Chatterbots

This model is designed to simulate a multi-character online chatroom such as discord or IRC. It generates responses from several distinct characters at once, producing a realistic back-and-forth conversation based on a scenario you provide. It includes reply-to metadata allowing you to reflect that in your software/UI.

The characters it generates have genuine personality differences. You’ll get people who type in all different styles, people who go off on tangents, and people who argue. Sometimes a moderator will have to step in and ban or mute someone.

This model was an exercise in training an entirely different chat template onto a base model, one with multiple participants. Another goal was characters that stay self consistent rather than the LLM mixing them up and having them talking as each other.

It saves multiple calls to the LLM. It also has the benefit that the prompt can be cached by the inference engine rather than if different characters were being defined by system prompt each time

Note this is based on a base model and as such it is not censored, you need to apply checks in your own code if you need to sanitize the output and you should be prepared for some NSFW content or topics.

You can give feedback on my discord https://discord.gg/VG9KYErjW2

How it works

This model doesn’t use a standard chat template like ChatML. Instead it uses a custom XML-delimited JSON format that provides for a well defined input and output. The prompt contains a JSON object describing the scenario and the conversation so far, and the model completes it by generating the next batch of messages as a JSON array.

See the reference implementation of a chatroom client (github to come) or the curl example below for a practical example.

The prompt format looks like this:

<input>{"description": "...", "users": [], "chatlog": [...]}</input><output>

Do not prettify the JSON you send — it should be a single line with no newlines or indentation, and a space after colons and commas - as produced by json.dumps() with default settings.

For the first prompt you send you can leave the chatlog empty or this is a good point to “prime” the conversation with a few of your own messages. After the first prompt and response you will start to send some of the previous set of chatlog messages (truncate this to a maximum size like 10 so you don’t fill up your context) and have it continue them for a continously generating chatroom or you can insert your own messages to be part of the conversation.

The users field can contain a list of user names you want the model to use, or you can leave it empty and let the model invent its own characters. Sometimes the model will add it’s own people anyway, if you want to prevent that you can do so in your own code.

In response the model generates a JSON array of new messages for your code to process. Each message has three fields: username, in-reply-to, and message.

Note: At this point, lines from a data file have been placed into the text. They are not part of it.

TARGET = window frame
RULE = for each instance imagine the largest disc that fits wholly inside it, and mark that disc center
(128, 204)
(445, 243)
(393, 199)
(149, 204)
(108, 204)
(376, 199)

If you are using this in a manner where you are inserting your own messages the model might also generate messages for your username, in those cases you can either programmatically discard that and subsequent messages or add something like {"username": "<yourusername>" as a stop word and programmatically add the closing square bracket so it’s still valid JSON.

The description field

The description field is important to get right. It acts as the scenario prompt, telling the model what kind of chatroom this is, what the members are like, and what they’re talking about.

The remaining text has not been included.